Encapsulation of Bacterial Spores in Nanoorganized Polyelectrolyte Shells (Postprint)
LOUISIANA TECH UNIV RUSTON INST FOR MICROMANUFACTURING
Pagination or Media Count:
Layer-by-layer assembly uses alternating charged layers of polyionic polymers to coat materials sequentially in a sheath of functionalized nanofilms. Bacterial spores were encapsulated in organized ultrathin shells using layer-by-layer assembly in order to assess the biomaterial as a suitable core and determine the physiological effects of the coating. The shells were constructed on Bacillus subtilis spores using biocompatible polymers polyglutamic acid, polylysine, albumin, lysozyme, gelatin A, protamine sulfate, and chondroitin sulfate.
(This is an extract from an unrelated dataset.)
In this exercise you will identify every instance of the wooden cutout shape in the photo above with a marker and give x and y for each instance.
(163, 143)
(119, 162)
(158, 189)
The assembly process was monitored by measuring the electrical surface potential zeta-potential of the particles at each stage of assembly. Fluorescent laser confocal microscopy and scanning electron microscopy confirmed the formation of uniform coatings on the spores. The coating surface charge and thickness 20-100 nm could be selectively tuned by using appropriate polymers and the number of bilayers assembled. The effect of each coating type on germination was assessed and compared to native spores. The coated spores were viable, but the kinetics and extent of germination were changed from control spores in all instances. The results and insight gained from the experiments may be used to design various bioinspired systems. The spores can be made dormant for a desired amount of time using the LbL encapsulation technique and can be made active when appropriate.